Additionally, researchers examined the real-world experience with ibrutinib and found that toxicity—not disease progression—was the primary reason for ibrutinib discontinuation, with 41 percent of patients having discontinued ibrutinib after a median follow-up of 17 months (Haematologica 2018; doi:10.3324/haematol.2017.182907).

With regards to toxicity, we are developing a broader picture of the spectrum of ibrutinib-related toxicities.  Multiple reports this year documented an increased risk of invasive fungal infections, particularly aspergillosis, in patients receiving ibrutinib (Clin Infect Dis 2018;67:687, Blood 2018;131:1882-1884).
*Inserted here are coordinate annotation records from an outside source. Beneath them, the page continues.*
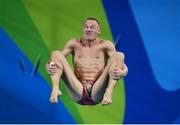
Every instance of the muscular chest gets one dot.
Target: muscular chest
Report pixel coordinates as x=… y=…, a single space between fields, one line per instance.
x=94 y=52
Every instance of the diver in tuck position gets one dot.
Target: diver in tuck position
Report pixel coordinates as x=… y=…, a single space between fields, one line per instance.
x=97 y=67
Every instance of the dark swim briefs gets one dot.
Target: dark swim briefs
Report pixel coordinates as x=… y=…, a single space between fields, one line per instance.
x=86 y=96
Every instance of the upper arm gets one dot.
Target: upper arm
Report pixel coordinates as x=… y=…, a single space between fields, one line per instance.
x=109 y=47
x=68 y=47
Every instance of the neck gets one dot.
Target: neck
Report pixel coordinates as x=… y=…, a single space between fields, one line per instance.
x=87 y=42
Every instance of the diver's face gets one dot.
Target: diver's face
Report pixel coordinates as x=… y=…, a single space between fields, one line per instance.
x=91 y=30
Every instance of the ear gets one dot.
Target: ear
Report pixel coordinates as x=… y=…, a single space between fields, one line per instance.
x=99 y=31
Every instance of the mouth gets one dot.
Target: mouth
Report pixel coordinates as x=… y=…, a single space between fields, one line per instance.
x=88 y=33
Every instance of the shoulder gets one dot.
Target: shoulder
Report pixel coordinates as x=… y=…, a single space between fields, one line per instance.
x=72 y=42
x=107 y=44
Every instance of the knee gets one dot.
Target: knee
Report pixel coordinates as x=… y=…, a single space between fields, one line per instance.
x=55 y=54
x=119 y=55
x=56 y=57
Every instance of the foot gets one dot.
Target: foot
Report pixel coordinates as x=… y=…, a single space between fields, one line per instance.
x=54 y=95
x=107 y=99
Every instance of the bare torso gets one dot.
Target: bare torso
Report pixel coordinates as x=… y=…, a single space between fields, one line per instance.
x=89 y=61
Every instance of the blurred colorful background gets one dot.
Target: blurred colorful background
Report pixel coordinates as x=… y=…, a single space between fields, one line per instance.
x=148 y=33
This may be due to BTK inhibition within macrophages (Blood 2018: doi:https://doi.org/10.1182/blood-2017-12-823393).

Effects on the cardiovascular system range from mild to life-threatening. New hypertension develops in approximately 30-40 percent of patients on long-term ibrutinib (ASH 2018, Abstract 4423; ASCO 2017, Abstract 7525) and can usually be controlled with prescription medications. The incidence of atrial fibrillation increases over time on the drug and—in the real-world setting—has been reported in up to 25 percent of patients after a median follow-up of 17 months (Haematologica 2018;103:874-879).  Ventricular arrhythmias and sudden deaths have been reported at higher-than-expected frequencies as well (Blood 2017;129:2581-2584, Leuk Lymphoma 2018:1-4).

Data has been presented demonstrating that patients can safely receive venetoclax with rituximab continuously for at least 2 years, and 69 percent of patients have no detectable minimal residual disease (MRD) in the peripheral blood after this combination therapy (ASH 2018, Abstract 184). With more experience with venetoclax and with adherence to a 5-week ramp-up dosing schedule, the risk of tumor lysis syndrome (TLS) is very low; only two cases (1.6%) of laboratory TLS were seen in a recent aggregate analysis. Diarrhea (41%), neutropenia (40%), and nausea (39%) were the most frequent adverse events, but neutropenic fever is uncommon (Clin Cancer Res 2018; doi:10.1158/1078-0432.CCR-17-3761). In general, patients tolerate venetoclax very well after the initial ramp-up.

In most cancers, the use of a monotherapy eventually leads to the emergence of drug resistance. Thus, there has been much interest in combining BTK inhibitors, anti-CD20 monoclonal antibodies, BCL-2 inhibitors, and/or chemotherapy in the hopes of avoiding resistance and achieving deeper, more durable responses. We now know that venetoclax/obinutuzumab (Blood 2017;129:2702-2705), ibrutinib/obinutuzumab, ibrutinib/venetoclax, and ibrutinib/obinutuzumab/venetoclax (ASH 2018, Abstract 693) can be safely combined and achieve high rates of undetectable MRD, although we await longer-term efficacy and safety data. In these trials, we should pay close attention to rates of complete responses and achievement of minimal residual disease negativity, as these can likely serve as rapid proxies for a durable response.